For reporting purposes, contribution and expenditure amounts are the total of all contributions received from the same donor or expenditures made to the same vendor or supplier. Contributions from donors who each give $200 or less (including both cash and in-kind contributions) do not need to be itemized, but should be reported as aggregate totals. Contributions from one donor of more than $200 must be reported individually. The donor's name, address, and employer or occupation must be noted, as well as the date and amount of the contribution. For vendors or suppliers to whom expenditures of $200 or less are made, the total amount should be reported (itemization is not necessary). For vendors or suppliers to whom expenditures of more than $200 are made, the vendor's name and address must be noted along with expenditure details (date and amount of payment, and a description of the item or service purchased).[1]

A committee cannot stop operating until it has $100 or less in cash and property and has submitted a termination report to the board. A committee can terminate its registration with the board even if it has unpaid debts, though the committee, candidate, or officers will remain liable for the unpaid debts.[1]

In an election year, candidates for state legislative office are required to file three separate reports with the board.[2]
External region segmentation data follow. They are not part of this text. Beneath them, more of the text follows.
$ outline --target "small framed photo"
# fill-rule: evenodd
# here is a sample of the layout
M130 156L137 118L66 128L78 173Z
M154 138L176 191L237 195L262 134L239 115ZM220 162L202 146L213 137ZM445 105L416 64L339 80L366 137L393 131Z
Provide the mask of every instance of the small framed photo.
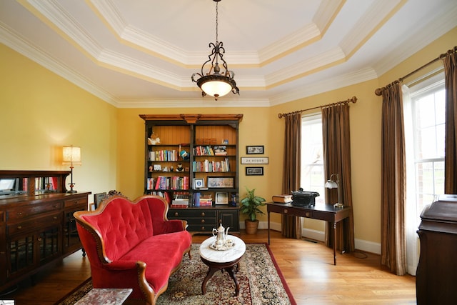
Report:
M228 204L228 194L216 193L216 204Z
M200 178L194 179L194 189L201 189L202 187L205 187L204 179Z
M241 164L268 164L268 157L242 156Z
M246 154L265 154L263 145L246 146Z
M246 176L263 176L263 167L246 167Z
M208 187L233 189L235 187L235 177L208 177Z

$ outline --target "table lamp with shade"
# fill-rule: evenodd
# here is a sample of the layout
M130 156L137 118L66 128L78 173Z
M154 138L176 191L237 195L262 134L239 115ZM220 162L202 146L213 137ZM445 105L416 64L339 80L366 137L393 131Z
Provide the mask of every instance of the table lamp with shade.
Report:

In an election year, candidates for constitutional office (e.g., governor, secretary of state, etc.) must file six separate reports with the board.[3]

In a non-election year, a candidate is only required to file one report for the entire year, due on January 31 of the following year.[1]
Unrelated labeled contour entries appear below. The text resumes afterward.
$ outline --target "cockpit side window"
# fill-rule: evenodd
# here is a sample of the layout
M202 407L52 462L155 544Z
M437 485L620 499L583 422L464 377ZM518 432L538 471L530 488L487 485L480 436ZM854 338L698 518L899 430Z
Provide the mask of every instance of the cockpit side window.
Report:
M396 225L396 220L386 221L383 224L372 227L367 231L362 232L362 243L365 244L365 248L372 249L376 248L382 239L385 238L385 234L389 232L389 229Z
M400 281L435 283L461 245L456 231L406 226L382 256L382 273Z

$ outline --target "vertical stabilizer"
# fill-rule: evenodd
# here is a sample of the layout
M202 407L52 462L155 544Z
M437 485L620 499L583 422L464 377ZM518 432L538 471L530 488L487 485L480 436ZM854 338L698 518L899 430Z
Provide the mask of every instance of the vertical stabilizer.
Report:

For certain transactions that occur between the last pre-primary or pre-general report and the date of the election, special notice must be made to the board. The notice is due within 24 hours if the committee files electronically or by the next business day if the committee files in person.[1]

Contribution limits

Contribution limits are applied to election and non-election segments. Election segments are two-year periods that end on December 31 of an election year. Any other two-year period is called a non-election segment. Contribution limits are higher in an election segment than they are in a non-election segment. For an office with a four-year term, the non-election segment and the election segment together make up the election cycle for that office. Contribution limits also vary according to the type of donor and the type of contributor. Contribution limits apply both to one-time contributions and to the total amount given by one person or group over the course of each two-year segment.[1]

The table below summarizes the contribution limits that apply to individuals, political committees and funds. The uppermost row indicates the type of election segment, while the leftmost column indicates the contribution recipient.[1][4][5]

Individual, political committee and fund contribution limits in Minnesota
Election segment Non-election segment
Governor and Lieutenant Governor $4,000 $2,000
Attorney General $2,500 $1,500
Secretary of State
$2,000 $1,000
State Senate $1,000 $1,000
State House $1,000 N/A
On May 19, 2014, United States District Court Judge Donovan W. Frank struck down a campaign finance provision prohibiting candidates from receiving large contributions after having already received a certain number of large contributions. For example, under the law in question, the first 12 donors to a state legislative candidate could contribute up to $1,000, but subsequent donors could only contribute a maximum of $500. With Frank's ruling, this prohibition no longer applies.[6][7]